The Hashi-Terraform Suggestion

Since this project was using HashiCorp’s Terraform templating language (along with the Terraform Enterprise product), the first thought was to find out what their recommendation was.

Terraform has an article in their Terraform Enterprise documentation, that discusses the recommendations for repository (aka “repo”) structures. You can read that article here.
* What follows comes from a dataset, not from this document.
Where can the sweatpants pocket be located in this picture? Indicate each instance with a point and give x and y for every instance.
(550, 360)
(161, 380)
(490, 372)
Terraform Enterprise Integrations

I’m not going to copy/paste that whole article here, but here are a few highlights/points that it brought out worth noting:

  • As a best practice for repository structure, each repository containing Terraform code should be a manageable chunk of infrastructure, such as an application, service, or specific type of infrastructure (like common networking infrastructure).
  • Small configurations connected by remote state are more efficient for collaboration than monolithic repos, because they let you update infrastructure without running unnecessary plans in unrelated workspaces.
  • Using a single repo attached to multiple workspaces is the simplest best-practice approach, as it enables the creation of a pipeline to promote changes through environments, without additional overhead in version control.
  • If you’re using Branches and creating a branch for each environment… The upside of this approach is that it requires fewer files and runs fewer plans, but the potential downside is that the branches can drift out of sync. Thus, in this model, it’s very important to enforce consistent branch merges for promoting changes.
  • If you are using Directories and creating a separate directory for each environment… The potential downside to this approach is that changes have to be manually promoted between stages, and the directory contents can drift out of sync. This model also results in more plans than the long-lived branch model, since every workspace plans on each PR or change to master.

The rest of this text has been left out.